A l’échelle mondiale, un phénomène de repli sur soi a également été observé avec la fermeture des frontières (aux Etats-Unis et en Chine notamment) et la baisse du trafic aérien. Si ces mesures sont utiles pour lutter contre l’épidémie, elles ont souvent été appliquées à retardement ou ne sont pas assez drastiques pour empêcher toute contagion. Par exemple, la Chine a interdit le 26 Mars 2020 aux étrangers de venir en Chine tout en continuant d’accepter le retour des Chinois résidant à l’étranger, qui pourtant représentaient la plus grande part de nouveaux cas importés.
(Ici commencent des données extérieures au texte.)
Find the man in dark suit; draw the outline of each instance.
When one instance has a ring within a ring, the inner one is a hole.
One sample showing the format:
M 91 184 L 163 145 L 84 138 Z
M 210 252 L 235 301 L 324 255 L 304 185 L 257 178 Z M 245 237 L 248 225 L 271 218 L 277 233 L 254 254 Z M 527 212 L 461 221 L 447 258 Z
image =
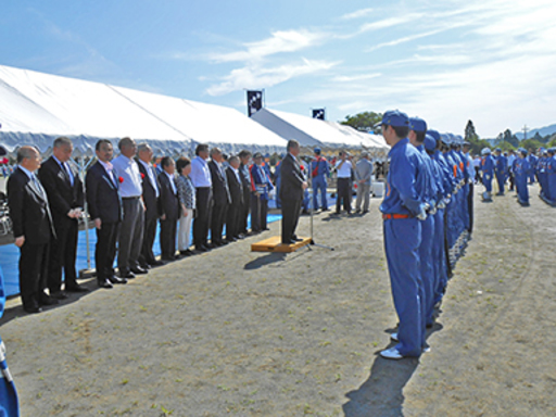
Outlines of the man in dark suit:
M 226 244 L 222 238 L 224 228 L 225 214 L 228 204 L 231 203 L 230 190 L 228 189 L 228 179 L 224 173 L 223 154 L 218 148 L 211 150 L 211 162 L 208 168 L 211 169 L 211 179 L 213 182 L 213 212 L 211 218 L 211 243 L 215 247 Z
M 27 313 L 40 313 L 40 305 L 58 304 L 45 293 L 49 244 L 55 237 L 47 192 L 34 172 L 40 166 L 33 147 L 17 150 L 17 168 L 8 180 L 8 204 L 15 245 L 20 248 L 20 293 Z
M 154 239 L 156 237 L 156 224 L 159 217 L 162 215 L 162 201 L 160 199 L 161 185 L 159 176 L 151 164 L 152 149 L 147 143 L 142 143 L 137 149 L 137 165 L 141 173 L 141 181 L 143 188 L 143 204 L 144 211 L 144 230 L 143 230 L 143 245 L 139 263 L 141 267 L 149 268 L 150 266 L 162 265 L 161 261 L 156 261 L 152 251 Z
M 248 217 L 251 211 L 251 174 L 249 173 L 249 166 L 251 165 L 251 152 L 243 150 L 239 153 L 241 165 L 239 166 L 239 174 L 241 178 L 241 185 L 243 186 L 243 202 L 240 208 L 240 237 L 249 235 L 248 231 Z
M 228 188 L 230 190 L 231 204 L 228 206 L 226 216 L 226 240 L 235 242 L 239 239 L 241 225 L 241 210 L 243 207 L 243 185 L 239 173 L 239 157 L 231 156 L 226 168 Z
M 91 219 L 97 228 L 94 263 L 97 282 L 101 288 L 112 288 L 113 283 L 126 283 L 126 278 L 114 274 L 114 258 L 119 225 L 123 218 L 119 177 L 111 162 L 114 154 L 112 143 L 101 139 L 96 146 L 97 163 L 87 172 L 87 204 Z
M 176 163 L 169 156 L 161 161 L 162 173 L 159 174 L 161 184 L 161 252 L 163 261 L 176 261 L 176 229 L 178 224 L 179 200 L 176 186 Z
M 83 182 L 77 168 L 70 165 L 74 146 L 68 138 L 54 140 L 52 156 L 39 169 L 39 179 L 47 190 L 56 238 L 50 243 L 48 289 L 54 299 L 63 300 L 62 268 L 65 291 L 86 292 L 77 283 L 75 257 L 77 253 L 78 219 L 84 205 Z
M 295 236 L 295 228 L 300 218 L 303 190 L 307 188 L 307 182 L 303 178 L 298 162 L 300 143 L 293 139 L 289 140 L 287 151 L 280 163 L 280 200 L 282 202 L 282 243 L 290 244 L 301 240 Z

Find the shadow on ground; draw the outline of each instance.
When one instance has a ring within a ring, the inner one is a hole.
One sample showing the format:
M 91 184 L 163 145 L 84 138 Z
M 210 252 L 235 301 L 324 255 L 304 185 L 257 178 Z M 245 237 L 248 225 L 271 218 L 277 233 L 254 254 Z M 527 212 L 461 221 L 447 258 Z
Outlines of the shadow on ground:
M 276 262 L 283 261 L 286 258 L 286 253 L 269 253 L 267 255 L 257 257 L 256 260 L 253 260 L 251 262 L 248 262 L 243 269 L 252 270 L 252 269 L 258 269 L 263 266 L 274 264 Z

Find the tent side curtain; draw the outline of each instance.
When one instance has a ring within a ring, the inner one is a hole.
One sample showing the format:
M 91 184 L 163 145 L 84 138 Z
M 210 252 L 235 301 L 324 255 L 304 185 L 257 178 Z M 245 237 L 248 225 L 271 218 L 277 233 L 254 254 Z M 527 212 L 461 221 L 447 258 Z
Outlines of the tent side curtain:
M 48 156 L 52 152 L 54 140 L 61 135 L 30 134 L 18 131 L 0 131 L 0 143 L 5 148 L 9 155 L 15 157 L 17 149 L 24 146 L 31 146 L 39 150 L 42 156 Z M 100 139 L 108 139 L 112 142 L 115 153 L 117 152 L 117 142 L 119 138 L 96 138 L 90 136 L 66 136 L 74 143 L 74 156 L 93 156 L 94 147 Z M 155 155 L 177 155 L 191 153 L 191 141 L 178 140 L 152 140 L 136 139 L 137 143 L 148 143 Z

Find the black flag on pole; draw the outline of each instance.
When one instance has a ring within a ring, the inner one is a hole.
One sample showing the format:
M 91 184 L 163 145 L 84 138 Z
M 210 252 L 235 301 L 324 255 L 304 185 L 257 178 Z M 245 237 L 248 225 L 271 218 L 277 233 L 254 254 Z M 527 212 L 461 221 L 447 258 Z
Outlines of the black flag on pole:
M 263 91 L 261 90 L 248 90 L 248 115 L 258 112 L 263 109 Z
M 325 119 L 325 109 L 313 109 L 313 118 Z

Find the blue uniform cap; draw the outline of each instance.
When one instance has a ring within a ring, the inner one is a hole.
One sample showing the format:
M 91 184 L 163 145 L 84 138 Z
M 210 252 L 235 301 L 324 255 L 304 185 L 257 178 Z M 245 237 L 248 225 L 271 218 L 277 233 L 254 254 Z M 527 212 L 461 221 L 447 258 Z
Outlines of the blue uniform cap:
M 428 134 L 428 135 L 430 135 L 430 136 L 432 136 L 432 139 L 434 139 L 437 142 L 438 142 L 439 140 L 441 140 L 441 139 L 440 139 L 440 134 L 438 132 L 438 130 L 429 129 L 429 130 L 427 130 L 427 134 Z
M 425 135 L 425 142 L 424 142 L 424 144 L 425 144 L 425 149 L 427 151 L 433 151 L 434 149 L 437 149 L 437 141 L 429 134 Z
M 382 122 L 377 126 L 390 125 L 395 127 L 409 127 L 409 117 L 399 110 L 389 110 L 382 115 Z
M 409 118 L 409 129 L 414 131 L 427 131 L 427 122 L 420 117 Z

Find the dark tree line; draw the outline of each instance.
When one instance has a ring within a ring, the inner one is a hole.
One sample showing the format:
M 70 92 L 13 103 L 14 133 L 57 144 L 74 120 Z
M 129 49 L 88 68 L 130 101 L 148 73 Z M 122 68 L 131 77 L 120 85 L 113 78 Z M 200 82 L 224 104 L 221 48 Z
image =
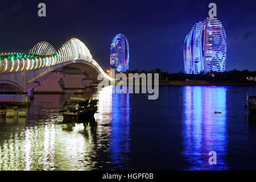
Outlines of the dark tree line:
M 139 71 L 129 70 L 126 73 L 128 77 L 129 73 L 158 73 L 160 80 L 220 80 L 220 81 L 245 81 L 250 77 L 255 77 L 256 71 L 250 72 L 248 70 L 239 71 L 233 69 L 224 72 L 211 72 L 210 73 L 201 73 L 199 75 L 188 75 L 180 72 L 177 73 L 169 73 L 168 72 L 163 72 L 160 69 L 157 68 L 149 71 L 146 70 Z

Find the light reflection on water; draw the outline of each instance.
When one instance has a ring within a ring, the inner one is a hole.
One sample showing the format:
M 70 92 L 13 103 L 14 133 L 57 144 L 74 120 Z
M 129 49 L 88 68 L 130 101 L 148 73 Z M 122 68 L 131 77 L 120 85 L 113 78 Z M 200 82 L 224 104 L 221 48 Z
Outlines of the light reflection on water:
M 163 86 L 158 100 L 112 89 L 35 95 L 27 118 L 0 118 L 0 169 L 255 169 L 256 117 L 243 107 L 256 87 Z M 63 124 L 74 96 L 99 100 L 96 122 Z
M 105 88 L 92 95 L 99 100 L 95 123 L 61 123 L 62 115 L 56 113 L 61 101 L 71 94 L 36 95 L 36 102 L 27 111 L 27 119 L 1 118 L 0 169 L 128 168 L 129 94 L 113 96 L 111 90 L 111 86 Z M 126 104 L 117 106 L 119 102 L 113 101 L 112 97 L 119 97 L 118 100 Z M 47 100 L 50 102 L 48 105 Z
M 228 169 L 226 87 L 185 86 L 183 93 L 183 151 L 186 170 Z M 214 114 L 214 111 L 222 114 Z M 217 165 L 209 165 L 215 151 Z

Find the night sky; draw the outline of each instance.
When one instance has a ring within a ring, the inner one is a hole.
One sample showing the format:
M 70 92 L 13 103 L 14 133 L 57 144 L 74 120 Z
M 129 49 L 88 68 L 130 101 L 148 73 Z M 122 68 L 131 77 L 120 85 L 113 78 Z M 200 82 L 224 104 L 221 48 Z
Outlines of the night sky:
M 38 16 L 40 2 L 46 5 L 46 17 Z M 40 41 L 58 49 L 77 38 L 105 69 L 112 39 L 122 33 L 129 43 L 131 69 L 183 71 L 185 37 L 208 16 L 211 2 L 227 35 L 226 70 L 256 70 L 255 1 L 2 0 L 0 52 L 28 52 Z

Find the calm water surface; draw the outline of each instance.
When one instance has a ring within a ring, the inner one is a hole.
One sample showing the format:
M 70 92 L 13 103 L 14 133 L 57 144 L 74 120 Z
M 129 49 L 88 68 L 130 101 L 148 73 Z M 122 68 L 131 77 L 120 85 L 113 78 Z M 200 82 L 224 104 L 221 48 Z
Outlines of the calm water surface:
M 256 169 L 256 116 L 243 109 L 255 86 L 162 86 L 157 100 L 112 89 L 84 91 L 99 100 L 95 123 L 63 123 L 74 90 L 35 95 L 27 118 L 0 118 L 0 169 Z

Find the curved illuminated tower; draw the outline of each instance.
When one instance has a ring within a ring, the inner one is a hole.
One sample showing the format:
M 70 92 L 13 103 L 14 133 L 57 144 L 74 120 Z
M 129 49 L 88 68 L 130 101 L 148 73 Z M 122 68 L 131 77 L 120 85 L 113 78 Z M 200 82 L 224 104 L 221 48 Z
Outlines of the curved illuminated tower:
M 110 47 L 110 68 L 118 72 L 125 72 L 129 69 L 129 46 L 126 37 L 117 34 Z
M 226 58 L 226 37 L 221 22 L 210 16 L 196 23 L 185 38 L 185 73 L 224 72 Z

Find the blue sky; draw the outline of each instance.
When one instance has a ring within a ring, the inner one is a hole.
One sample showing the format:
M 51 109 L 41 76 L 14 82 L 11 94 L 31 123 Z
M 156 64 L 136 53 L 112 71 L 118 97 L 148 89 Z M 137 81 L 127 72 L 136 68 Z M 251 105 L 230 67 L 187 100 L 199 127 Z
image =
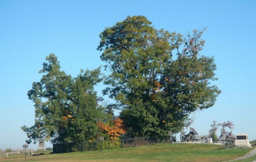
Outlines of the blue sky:
M 61 69 L 73 77 L 81 69 L 96 68 L 104 64 L 96 50 L 100 32 L 128 15 L 138 15 L 157 29 L 182 34 L 208 27 L 201 53 L 214 56 L 219 80 L 213 84 L 222 92 L 213 107 L 196 113 L 192 127 L 205 134 L 213 121 L 230 120 L 235 134 L 245 133 L 250 140 L 256 139 L 255 1 L 2 0 L 0 149 L 25 144 L 27 137 L 20 127 L 31 125 L 35 118 L 27 93 L 41 78 L 38 72 L 47 55 L 55 54 Z M 104 87 L 95 87 L 99 95 Z

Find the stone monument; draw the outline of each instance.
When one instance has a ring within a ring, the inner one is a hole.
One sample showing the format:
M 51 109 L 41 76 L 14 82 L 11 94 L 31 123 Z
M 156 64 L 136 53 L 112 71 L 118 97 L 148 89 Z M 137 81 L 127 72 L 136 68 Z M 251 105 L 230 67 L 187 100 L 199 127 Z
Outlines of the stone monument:
M 44 140 L 39 140 L 38 143 L 38 148 L 37 148 L 37 151 L 46 151 L 46 149 L 45 145 Z
M 235 145 L 237 147 L 251 147 L 252 145 L 248 140 L 248 135 L 245 133 L 240 133 L 236 135 Z

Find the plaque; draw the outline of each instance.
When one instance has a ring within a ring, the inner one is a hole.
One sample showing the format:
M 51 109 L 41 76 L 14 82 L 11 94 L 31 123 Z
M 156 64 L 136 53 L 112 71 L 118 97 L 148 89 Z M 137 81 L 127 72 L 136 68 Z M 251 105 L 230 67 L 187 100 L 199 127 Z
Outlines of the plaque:
M 23 145 L 23 149 L 27 149 L 28 148 L 28 145 Z
M 172 134 L 172 131 L 168 131 L 168 134 L 169 135 L 171 135 Z

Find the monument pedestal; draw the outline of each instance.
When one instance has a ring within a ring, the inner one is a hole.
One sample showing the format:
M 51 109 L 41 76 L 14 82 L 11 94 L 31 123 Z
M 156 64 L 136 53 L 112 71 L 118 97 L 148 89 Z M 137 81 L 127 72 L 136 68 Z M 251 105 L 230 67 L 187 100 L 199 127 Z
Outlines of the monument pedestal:
M 37 151 L 46 151 L 46 148 L 45 145 L 45 141 L 43 140 L 39 140 L 38 142 L 38 147 Z
M 252 145 L 248 140 L 248 135 L 245 133 L 240 133 L 236 135 L 235 145 L 237 147 L 250 147 Z

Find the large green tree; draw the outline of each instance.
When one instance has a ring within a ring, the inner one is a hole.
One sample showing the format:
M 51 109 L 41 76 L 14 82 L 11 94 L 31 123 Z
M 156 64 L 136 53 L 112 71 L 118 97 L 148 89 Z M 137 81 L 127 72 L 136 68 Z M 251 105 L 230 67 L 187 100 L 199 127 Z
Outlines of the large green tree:
M 97 104 L 94 87 L 101 82 L 99 68 L 81 70 L 72 78 L 60 69 L 57 57 L 51 54 L 39 72 L 40 82 L 32 84 L 29 98 L 35 103 L 35 124 L 21 128 L 30 143 L 44 139 L 55 143 L 75 143 L 95 136 L 96 125 L 104 109 Z
M 191 113 L 214 105 L 220 91 L 210 84 L 217 79 L 213 58 L 199 54 L 202 33 L 158 30 L 142 16 L 101 33 L 97 49 L 111 72 L 103 93 L 116 101 L 130 135 L 162 138 L 181 130 Z

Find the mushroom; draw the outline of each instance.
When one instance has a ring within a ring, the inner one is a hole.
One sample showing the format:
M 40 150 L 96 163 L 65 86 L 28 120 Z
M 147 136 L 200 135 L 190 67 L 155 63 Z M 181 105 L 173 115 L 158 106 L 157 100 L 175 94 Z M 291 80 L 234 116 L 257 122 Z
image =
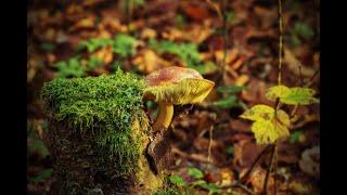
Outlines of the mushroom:
M 159 105 L 159 113 L 152 126 L 154 131 L 169 127 L 174 104 L 201 103 L 215 86 L 215 82 L 204 79 L 195 69 L 179 66 L 155 70 L 145 77 L 145 82 L 147 88 L 144 90 L 144 99 Z

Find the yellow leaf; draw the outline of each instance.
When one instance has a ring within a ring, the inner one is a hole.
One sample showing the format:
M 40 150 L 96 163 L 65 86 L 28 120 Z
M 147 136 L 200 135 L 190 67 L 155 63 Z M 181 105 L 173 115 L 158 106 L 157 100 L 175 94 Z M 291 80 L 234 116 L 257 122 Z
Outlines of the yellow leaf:
M 285 127 L 291 126 L 290 116 L 284 110 L 282 110 L 282 109 L 278 110 L 277 117 L 280 120 L 280 122 L 282 122 Z
M 287 96 L 291 92 L 290 88 L 286 86 L 274 86 L 269 88 L 266 93 L 266 98 L 270 101 L 275 101 L 277 98 L 284 98 Z
M 274 109 L 268 105 L 258 104 L 246 110 L 240 117 L 248 120 L 271 120 L 274 115 Z
M 252 131 L 258 144 L 273 143 L 279 139 L 290 135 L 290 116 L 282 109 L 277 112 L 267 105 L 255 105 L 240 116 L 241 118 L 254 120 Z
M 252 131 L 258 144 L 274 143 L 277 140 L 290 135 L 288 129 L 275 119 L 256 120 L 252 125 Z

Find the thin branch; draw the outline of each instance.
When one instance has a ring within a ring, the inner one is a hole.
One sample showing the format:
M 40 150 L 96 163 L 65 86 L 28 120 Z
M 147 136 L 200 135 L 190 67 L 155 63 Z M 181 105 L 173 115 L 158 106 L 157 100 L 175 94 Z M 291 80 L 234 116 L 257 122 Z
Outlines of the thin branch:
M 271 150 L 271 158 L 270 158 L 270 166 L 268 166 L 268 169 L 267 169 L 267 174 L 265 177 L 265 183 L 264 183 L 264 192 L 265 194 L 267 194 L 268 192 L 268 182 L 269 182 L 269 176 L 272 171 L 272 166 L 273 166 L 273 160 L 274 160 L 274 152 L 275 152 L 275 143 L 272 146 L 272 150 Z
M 280 86 L 281 80 L 282 80 L 282 53 L 283 53 L 282 0 L 279 0 L 279 30 L 280 30 L 280 42 L 279 42 L 279 77 L 278 77 L 278 82 Z
M 208 156 L 207 156 L 207 160 L 209 162 L 211 162 L 210 160 L 210 154 L 211 154 L 211 148 L 213 148 L 213 131 L 214 131 L 214 126 L 210 126 L 209 128 L 209 142 L 208 142 Z
M 221 79 L 223 80 L 226 66 L 227 66 L 227 56 L 228 56 L 228 42 L 229 42 L 229 36 L 228 36 L 228 25 L 227 25 L 227 0 L 222 0 L 222 21 L 223 21 L 223 38 L 224 38 L 224 54 L 223 60 L 221 64 Z
M 278 174 L 278 168 L 279 168 L 279 153 L 278 153 L 278 145 L 274 145 L 274 195 L 277 194 L 278 191 L 278 186 L 277 186 L 277 182 L 275 182 L 275 178 Z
https://lesideesbleues.be/coronavirus-fermeture-temporaire/

De surcroît, le confinement de larges zones géographiques représente une difficulté pour l’économie, puisque les usines de ces zones ne peuvent pas produire. Or, dans un système où les chaînes de production et d’approvisionnement sont très longues, il est difficile pour une industrie de continuer à fonctionner dès qu’un de ses éléments est paralysé. En outre, de nombreux commerces sont fermés, ce qui entraîne un ralentissement de la consommation. Ainsi, si on prend en compte les différentes activités désormais rendues impossibles, comme le tourisme, l’hôtellerie, la restauration, les activités culturelles, c’est environ 20% du PIB qui n’est pas produit pendant le confinement, et derrière cela une réalité humaine, avec de nombreuses personnes au chômage technique alors que d’autres doivent continuer d’aller travailler pour assurer les services de première nécessité. Le CAC 40 a, quant à lui, perdu 40% de sa valeur en l’espace d’un mois. Cela met en lumière les limites du système capitaliste et de l’économie mondialisée qui ne parviennent pas être résilients dans les périodes de crise, qui leur demandent de s’adapter et de fonctionner autrement. Toutefois, lorsque l’Etat se fait plus fort, au niveau de ses ordres mais aussi de ses aides, l’industrie peut se réinventer et répondre aux besoins de la crise en transformant les chaînes de production des usines afin de fournir des masques, du gel hydroalcooliques voire des respirateurs aux hôpitaux, comme l’ont fait Renault et le groupe LVMH.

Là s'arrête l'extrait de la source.